– Русло реки прокопали совсем недавно, – тихо объяснил Добрыня. – В некоторых местах сработано слишком уж поспешно и грубо: муть до сих пор так и не осела на дно. Но иначе не получалось бы успеть вырыть дренажные канавы до затопления – вода уже вовсю прибывала. Неудивительно, что землечерпание оказалось делом первостепенной важности: все-таки когда с поверхности планеты слетели алмазные оковы, подземные воды явили себя наружу в самых необычных местах. Пришлось рыть глубокую траншею вплоть до самого океана. Князь весною планировал первым проложить фарватер, как только будет построен княжеский драккар. Но, увы, все вышло иначе. Теперь открывать судоходный путь суждено будет другому первопроходцу – Многораду Многорадовичу Перловому. И речку в честь него нарекут
Добрыня отвернулся от реки, тихонько окликнул стоявших поодаль Мироладу Мстиславну с Тимом и указал рукой наверх. Все, кто заметил этот жест, также с любопытством повернули и подняли головы. Со стороны понтона, где мы находились, хорошо просматривалось капище с высокими статуями, перед которыми в треножных жертвенниках курились поминальные костры. Вполоборота к нам и лицом к народу, собравшемуся на Манном поле, на мостках стояла Цветана Руса, одетая в глухое белое платье с длинными рукавами и капюшоном, скрывающим пол-лица. Узнать ее можно было лишь по неповторимой стати и грациозным движениям изящных рук в бирюзовых браслетах, бросающих в огонь горсти зерна и семян после каждого хорового исполнения ритуальных причитаний. Рядом с ней, полукругом ютились: ошуюю – Ростяна, Садко и Пересвет, одесную – Князь Кудеяр, Лучезар и Ясноок. Они также были облачены в белые траурные одежды. Поискав глазами Марсело и Хельга, вскоре я увидела и их, вырядившихся по местному обычаю. В женщине, не упускающей мужчин из поля зрения, я признала Рогнеду.
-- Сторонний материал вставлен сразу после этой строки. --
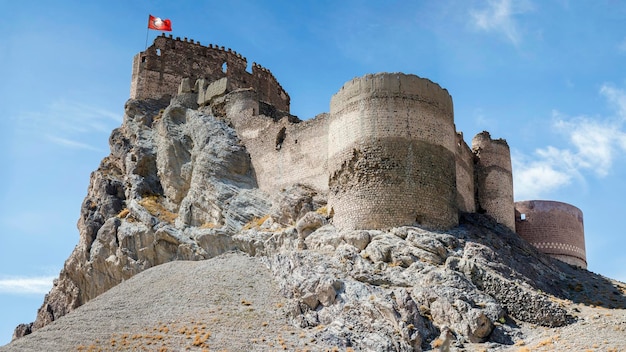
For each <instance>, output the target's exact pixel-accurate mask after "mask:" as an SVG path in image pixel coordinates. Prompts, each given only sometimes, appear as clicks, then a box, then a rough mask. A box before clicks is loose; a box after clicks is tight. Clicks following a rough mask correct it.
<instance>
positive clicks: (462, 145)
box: [456, 132, 476, 213]
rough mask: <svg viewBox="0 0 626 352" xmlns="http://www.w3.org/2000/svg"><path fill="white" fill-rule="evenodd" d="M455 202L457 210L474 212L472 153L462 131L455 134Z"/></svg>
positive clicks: (474, 210)
mask: <svg viewBox="0 0 626 352" xmlns="http://www.w3.org/2000/svg"><path fill="white" fill-rule="evenodd" d="M456 189H457V197H456V202H457V206H458V208H459V211H463V212H466V213H474V212H476V201H475V198H474V197H475V191H474V189H475V188H474V153H473V152H472V150H471V149H470V147H469V146H468V145H467V143H465V141H464V140H463V133H461V132H457V134H456Z"/></svg>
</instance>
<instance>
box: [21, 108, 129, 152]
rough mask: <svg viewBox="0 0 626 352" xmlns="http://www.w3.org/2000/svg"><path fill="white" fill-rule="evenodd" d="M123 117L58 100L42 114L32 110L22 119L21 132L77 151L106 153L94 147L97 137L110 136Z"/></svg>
mask: <svg viewBox="0 0 626 352" xmlns="http://www.w3.org/2000/svg"><path fill="white" fill-rule="evenodd" d="M120 115H121V114H116V113H113V112H111V111H108V110H106V109H102V108H100V107H97V106H91V105H87V104H84V103H80V102H72V101H66V100H58V101H55V102H53V103H51V104H49V105H48V106H46V107H45V108H44V109H43V110H42V111H30V112H25V113H22V114H20V115H19V116H18V122H19V124H18V125H19V128H20V131H21V132H23V133H26V134H29V135H30V134H32V133H33V132H34V133H37V134H39V135H40V136H41V137H43V138H45V139H46V140H48V141H49V142H52V143H54V144H57V145H60V146H63V147H67V148H74V149H84V150H92V151H102V148H98V147H95V146H93V145H92V144H91V143H93V142H94V141H98V140H102V141H105V140H106V139H105V138H100V137H98V138H94V135H103V134H104V135H107V134H109V133H110V131H111V130H112V129H113V128H115V127H117V126H119V124H120V123H121V116H120Z"/></svg>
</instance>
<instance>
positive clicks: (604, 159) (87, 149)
mask: <svg viewBox="0 0 626 352" xmlns="http://www.w3.org/2000/svg"><path fill="white" fill-rule="evenodd" d="M0 13H2V14H3V21H0V32H2V33H3V35H2V38H1V39H0V164H1V165H2V167H0V185H1V186H0V311H1V312H2V314H1V315H0V345H1V344H4V343H7V342H9V340H10V338H11V333H12V329H13V327H14V326H15V325H16V324H18V323H20V322H30V321H32V320H33V319H34V318H35V314H36V309H37V308H38V307H39V306H40V304H41V302H42V300H43V296H44V294H45V292H47V291H48V289H49V287H50V286H51V280H52V278H54V277H55V276H57V275H58V272H59V271H60V269H61V268H62V266H63V262H64V261H65V259H66V258H67V257H68V255H69V254H70V252H71V251H72V249H73V248H74V246H75V245H76V244H77V242H78V231H77V230H76V222H77V220H78V216H79V210H80V204H81V202H82V200H83V198H84V196H85V195H86V192H87V186H88V184H89V174H90V172H91V171H93V170H95V169H96V168H97V167H98V164H99V162H100V160H101V159H102V158H103V157H104V156H106V155H107V154H108V153H109V151H108V136H109V134H110V131H111V130H112V129H113V128H115V127H117V126H119V125H120V123H121V121H122V114H123V107H124V102H125V101H126V100H127V99H128V96H129V86H130V74H131V62H132V57H133V55H134V54H135V53H137V52H139V51H141V50H143V49H144V48H145V43H146V27H147V17H148V14H153V15H155V16H160V17H163V18H169V19H171V21H172V26H173V32H172V34H173V35H174V36H180V37H189V38H192V39H195V40H197V41H200V42H201V43H203V44H205V45H206V44H209V43H212V44H218V45H220V46H225V47H230V48H232V49H233V50H236V51H237V52H239V53H241V54H242V55H244V56H245V57H247V58H248V62H249V64H251V63H252V62H253V61H255V62H258V63H259V64H261V65H262V66H264V67H267V68H269V69H270V70H271V71H272V72H273V73H274V75H275V76H276V78H277V79H278V81H279V82H280V83H281V85H282V86H283V87H284V88H285V89H286V90H287V91H288V93H289V94H290V96H291V109H292V113H293V114H295V115H297V116H299V117H300V118H302V119H306V118H311V117H313V116H315V115H316V114H318V113H321V112H327V111H328V110H329V101H330V97H331V96H332V94H334V93H335V92H337V91H338V90H339V89H340V88H341V86H342V85H343V84H344V83H345V82H346V81H348V80H350V79H352V78H354V77H357V76H362V75H364V74H366V73H375V72H405V73H412V74H416V75H419V76H421V77H426V78H429V79H431V80H433V81H434V82H437V83H439V84H440V85H441V86H442V87H444V88H446V89H448V91H449V92H450V94H451V95H452V98H453V101H454V106H455V121H456V126H457V130H459V131H462V132H464V135H465V140H466V141H467V142H468V143H469V142H470V141H471V138H472V137H473V136H474V135H475V134H476V133H478V132H480V131H482V130H488V131H490V132H491V134H492V136H493V137H495V138H505V139H506V140H507V141H508V143H509V145H510V147H511V152H512V156H513V167H514V180H515V198H516V200H527V199H550V200H558V201H563V202H566V203H570V204H572V205H575V206H577V207H579V208H580V209H581V210H582V211H583V213H584V219H585V234H586V246H587V261H588V263H589V270H591V271H594V272H597V273H600V274H602V275H605V276H608V277H612V278H616V279H620V280H622V281H626V254H624V248H626V238H625V237H624V235H623V228H624V226H623V224H621V221H620V219H622V218H623V217H624V214H623V212H624V211H625V210H626V207H624V201H623V200H624V198H625V197H626V184H625V182H624V180H626V156H625V155H626V3H624V2H622V1H617V0H596V1H567V0H542V1H539V0H491V1H461V0H457V1H439V0H432V1H356V0H347V1H334V0H333V1H323V0H319V1H312V0H311V1H287V0H284V1H255V0H235V1H193V2H192V1H177V2H173V1H129V0H125V1H113V0H111V1H102V2H96V1H93V2H91V1H54V2H53V1H48V2H43V1H32V0H21V1H8V0H0ZM158 34H159V32H155V31H150V32H149V33H148V39H149V43H150V42H151V41H152V39H154V37H155V36H156V35H158Z"/></svg>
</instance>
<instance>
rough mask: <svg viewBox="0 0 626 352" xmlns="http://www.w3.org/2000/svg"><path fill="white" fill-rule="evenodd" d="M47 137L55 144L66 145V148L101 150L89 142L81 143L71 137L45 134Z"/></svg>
mask: <svg viewBox="0 0 626 352" xmlns="http://www.w3.org/2000/svg"><path fill="white" fill-rule="evenodd" d="M46 137H47V139H48V140H49V141H51V142H53V143H55V144H58V145H61V146H64V147H68V148H74V149H84V150H93V151H96V152H100V151H102V149H100V148H96V147H94V146H91V145H89V144H86V143H81V142H78V141H73V140H71V139H67V138H63V137H57V136H52V135H47V136H46Z"/></svg>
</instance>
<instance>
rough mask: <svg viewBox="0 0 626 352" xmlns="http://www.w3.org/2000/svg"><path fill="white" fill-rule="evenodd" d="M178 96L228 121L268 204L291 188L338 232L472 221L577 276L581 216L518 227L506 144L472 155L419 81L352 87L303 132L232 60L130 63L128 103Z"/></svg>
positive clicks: (141, 60) (349, 86)
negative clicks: (535, 251)
mask: <svg viewBox="0 0 626 352" xmlns="http://www.w3.org/2000/svg"><path fill="white" fill-rule="evenodd" d="M177 93H178V94H190V95H191V96H190V97H189V98H190V99H185V101H192V102H194V103H193V104H196V103H197V105H195V106H204V107H205V108H208V109H209V110H210V111H213V113H214V114H216V115H217V116H220V118H225V119H227V120H229V122H230V123H231V125H232V126H233V127H234V128H235V130H236V131H237V134H238V136H239V138H240V139H241V141H242V143H243V144H244V145H245V146H246V149H247V150H248V152H249V154H250V157H251V162H252V165H253V168H254V172H255V175H256V178H257V183H258V185H259V188H261V189H262V190H264V191H267V192H268V193H275V192H277V191H279V190H280V189H282V188H286V187H289V186H291V185H294V184H297V183H299V184H304V185H306V186H309V187H312V188H313V189H315V190H317V191H318V192H319V193H322V194H326V195H327V199H328V206H327V209H328V215H329V216H333V224H334V225H335V226H336V227H338V228H344V229H383V228H390V227H396V226H402V225H421V226H425V227H429V228H434V229H449V228H451V227H454V226H456V225H457V224H458V215H459V212H470V213H471V212H479V213H484V214H487V215H490V216H491V217H493V218H494V219H495V220H497V221H498V222H500V223H502V224H503V225H505V226H507V227H508V228H509V229H511V230H513V231H515V230H516V229H517V231H518V232H519V233H520V234H521V235H522V237H524V238H527V239H528V240H529V241H530V242H531V243H533V244H535V246H536V247H537V248H538V249H539V250H540V251H543V252H545V253H548V254H550V255H552V256H554V257H556V258H558V259H561V260H563V261H565V262H568V263H570V264H573V265H578V266H583V267H584V266H586V261H585V260H586V259H585V253H584V234H583V232H582V213H580V214H579V216H578V215H576V216H575V217H574V218H579V219H581V220H580V223H579V224H575V222H576V221H571V220H572V219H573V218H572V217H571V216H570V215H571V213H572V212H571V211H560V212H559V211H553V210H551V211H544V212H542V211H539V212H538V211H536V210H535V211H533V209H544V208H546V206H544V205H542V206H541V207H537V206H535V208H532V207H531V208H529V209H527V208H524V206H525V203H517V204H518V207H519V208H518V209H517V214H518V218H517V219H516V208H515V204H514V201H513V177H512V167H511V155H510V150H509V146H508V144H507V142H506V141H505V140H503V139H492V138H491V136H490V134H489V133H488V132H481V133H479V134H477V135H476V136H475V137H474V138H473V140H472V146H471V148H470V147H469V146H468V144H467V143H466V142H465V141H464V139H463V134H462V133H460V132H457V131H456V129H455V125H454V110H453V104H452V98H451V96H450V94H449V93H448V91H447V90H445V89H443V88H441V87H440V86H439V85H438V84H436V83H434V82H432V81H430V80H428V79H424V78H420V77H418V76H415V75H407V74H403V73H378V74H369V75H365V76H363V77H359V78H354V79H352V80H351V81H349V82H347V83H345V84H344V86H343V87H342V88H341V89H340V90H339V91H338V92H337V93H336V94H335V95H333V97H332V98H331V101H330V113H325V114H320V115H318V116H317V117H315V118H314V119H311V120H308V121H301V120H300V119H298V118H297V117H295V116H292V115H290V114H289V113H288V111H289V96H288V95H287V93H286V92H285V91H284V90H283V89H282V87H281V86H280V85H279V84H278V82H276V79H275V78H274V77H273V76H272V74H271V72H269V71H268V70H267V69H264V68H261V67H260V66H258V65H256V64H255V65H253V67H252V73H249V72H247V71H246V59H245V58H243V57H242V56H241V55H239V54H237V53H236V52H234V51H232V50H230V49H228V50H226V49H224V48H223V47H221V48H218V47H214V46H212V45H210V46H209V47H204V46H201V45H200V44H199V43H194V42H193V41H187V40H186V39H185V40H183V41H181V40H180V39H178V38H177V39H172V38H171V36H170V37H169V38H168V37H165V36H161V37H158V38H157V39H155V42H154V44H153V45H152V46H151V47H149V48H148V49H147V50H146V51H144V52H141V53H139V54H138V55H136V56H135V58H134V62H133V80H132V84H131V98H158V97H161V96H162V95H164V94H170V95H173V94H177ZM535 202H536V201H535ZM540 205H541V204H540ZM548 205H549V204H548ZM553 208H554V207H553ZM561 208H562V207H561ZM561 208H559V209H561ZM557 210H558V209H557ZM578 211H579V210H578ZM520 212H524V213H525V214H526V215H525V216H528V219H529V220H520V218H519V214H520ZM559 224H568V226H565V227H563V228H561V229H560V230H563V231H561V232H563V233H561V232H558V231H557V232H554V231H553V229H554V228H555V227H558V226H559ZM569 225H572V226H569ZM578 225H580V226H578ZM568 236H569V237H568ZM572 241H573V242H572ZM570 242H571V243H570Z"/></svg>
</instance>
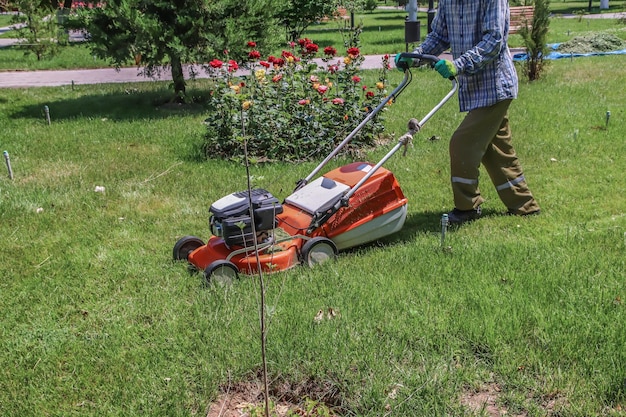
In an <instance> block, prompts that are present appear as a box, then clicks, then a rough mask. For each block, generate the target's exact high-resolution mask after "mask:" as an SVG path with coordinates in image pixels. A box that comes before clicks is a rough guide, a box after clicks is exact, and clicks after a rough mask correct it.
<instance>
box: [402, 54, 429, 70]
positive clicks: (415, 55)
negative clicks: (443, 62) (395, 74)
mask: <svg viewBox="0 0 626 417" xmlns="http://www.w3.org/2000/svg"><path fill="white" fill-rule="evenodd" d="M402 58H410V59H412V60H417V62H420V61H428V62H429V63H430V66H431V67H432V66H434V65H435V64H436V63H437V62H439V58H438V57H436V56H435V55H428V54H418V53H415V52H402V53H401V54H400V63H402ZM416 66H419V65H416ZM399 68H400V69H405V70H406V69H409V68H408V67H406V68H405V67H404V66H401V67H399Z"/></svg>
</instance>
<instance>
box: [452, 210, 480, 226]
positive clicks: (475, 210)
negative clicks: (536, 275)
mask: <svg viewBox="0 0 626 417" xmlns="http://www.w3.org/2000/svg"><path fill="white" fill-rule="evenodd" d="M481 214H482V211H481V210H480V206H478V207H476V208H475V209H472V210H459V209H456V208H455V209H454V210H452V211H451V212H449V213H448V224H451V225H452V224H462V223H466V222H471V221H473V220H476V219H479V218H480V215H481Z"/></svg>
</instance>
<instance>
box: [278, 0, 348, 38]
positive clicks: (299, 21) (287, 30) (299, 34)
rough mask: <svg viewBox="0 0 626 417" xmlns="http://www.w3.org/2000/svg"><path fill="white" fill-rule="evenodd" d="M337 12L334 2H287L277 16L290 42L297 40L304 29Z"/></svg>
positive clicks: (333, 1)
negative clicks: (336, 11)
mask: <svg viewBox="0 0 626 417" xmlns="http://www.w3.org/2000/svg"><path fill="white" fill-rule="evenodd" d="M336 10H337V1H336V0H287V2H286V4H285V6H284V7H283V9H282V10H281V11H280V12H279V13H278V14H277V17H278V18H279V19H280V21H281V22H282V24H283V25H284V26H285V29H286V30H287V37H288V39H289V40H291V41H296V40H298V39H299V38H300V37H301V36H302V33H303V32H304V30H305V29H306V28H308V27H309V26H310V25H311V24H312V23H314V22H317V21H319V20H321V19H323V18H324V17H328V16H332V15H333V13H334V12H335V11H336Z"/></svg>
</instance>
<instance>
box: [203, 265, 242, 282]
mask: <svg viewBox="0 0 626 417" xmlns="http://www.w3.org/2000/svg"><path fill="white" fill-rule="evenodd" d="M238 278H239V268H237V265H235V264H234V263H232V262H230V261H226V260H219V261H214V262H212V263H210V264H209V266H207V267H206V268H205V269H204V279H205V280H206V282H207V284H210V283H211V282H212V281H213V282H215V283H218V284H221V285H231V284H232V283H233V282H235V281H236V280H237V279H238Z"/></svg>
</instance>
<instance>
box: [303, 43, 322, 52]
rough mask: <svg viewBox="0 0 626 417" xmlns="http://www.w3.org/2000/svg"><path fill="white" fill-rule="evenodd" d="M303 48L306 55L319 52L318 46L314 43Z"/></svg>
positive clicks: (308, 43) (312, 43)
mask: <svg viewBox="0 0 626 417" xmlns="http://www.w3.org/2000/svg"><path fill="white" fill-rule="evenodd" d="M304 48H305V49H306V52H307V53H308V54H314V53H316V52H317V51H318V50H319V46H317V45H316V44H314V43H307V44H306V45H305V47H304Z"/></svg>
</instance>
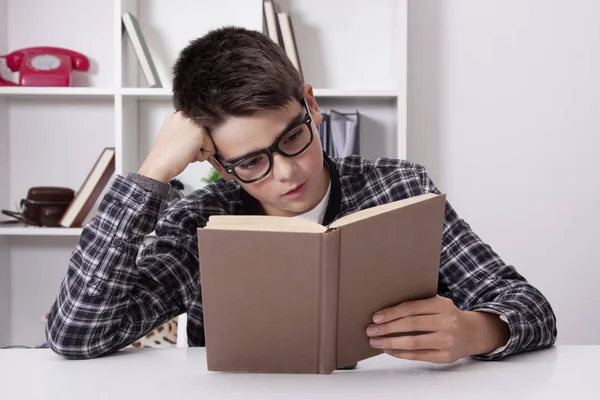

– Тело жреца временно размещено там, у подножия статуи Перкунуса, – вполголоса пояснил Добрыня, – сейчас его соборуют и понесут сюда.
– Может, нам лучше сойти с дороги? – предложил Эрлих.
– За мной, – позвал Добрыня вправо, и, миновав по крутояру череду раскидистых ив, мы спустились к лодочному домику, укрепленному на сваях и вдающемуся в русло. Отперев дверь, дружинник вывел нас через сруб на пристань, откуда река бесконечной лентой тянулась в обе стороны. Противоположный берег едва темнел вдали. Дул сырой пронизывающий ветер. Впрочем, здешняя зимняя погода все равно была сравнительно теплой: точь-в-точь, как ставшая для нас привычной середина сентября в средней полосе России – я имею в виду время после разбалансировки климата. Теперь же температура обещает вновь нормализоваться.
– Идут, – тихо произнесла Веденея.
Мы обернулись.
По широкому понтону ступали Садко и Пересвет, неся на плечах одр, на котором покоился жрец Многорад. Сзади носилки поддерживали Лучезар и Ясноок. Когда умащенное тело опустили на ложе и прикрыли хворостом, то следом на плавучий мост взошла Цветана Руса, держа в руках ротту с серебряными струнами. Здесь, вблизи, мы впервые увидели лицо прорицательницы – бледное, с темными кругами под глазами, влажное от слез.
Отвязанный плот стронулся с места, и братья – все четверо – пустили в него подожженные стрелы. Пылающая крода поглотила жреца, унося мимо нас далеко в океан. Таким образом, душа Многорада Многорадовича возносилась к его Роду. Цветана Руса ударила по струнам и запела:
Грустным и печальным был мотив у этой долгой песни. Все слушали ее в скорбном молчании, опустив головы, а мне вдруг вспомнилась наша первая встреча с отцом Многорадом в Пресвитериате подземной Мирославии, откуда мы сбежали благодаря Ростяне. И как потом стоял он, просветленный, здесь, на холме Свама, став первым жрецом, примирившим язычество с христианством. Один из самых честнейших священников на свете, притом талантливейший ученый! И какой же, нелепой, какой трагичной, однако, оказалась его участь.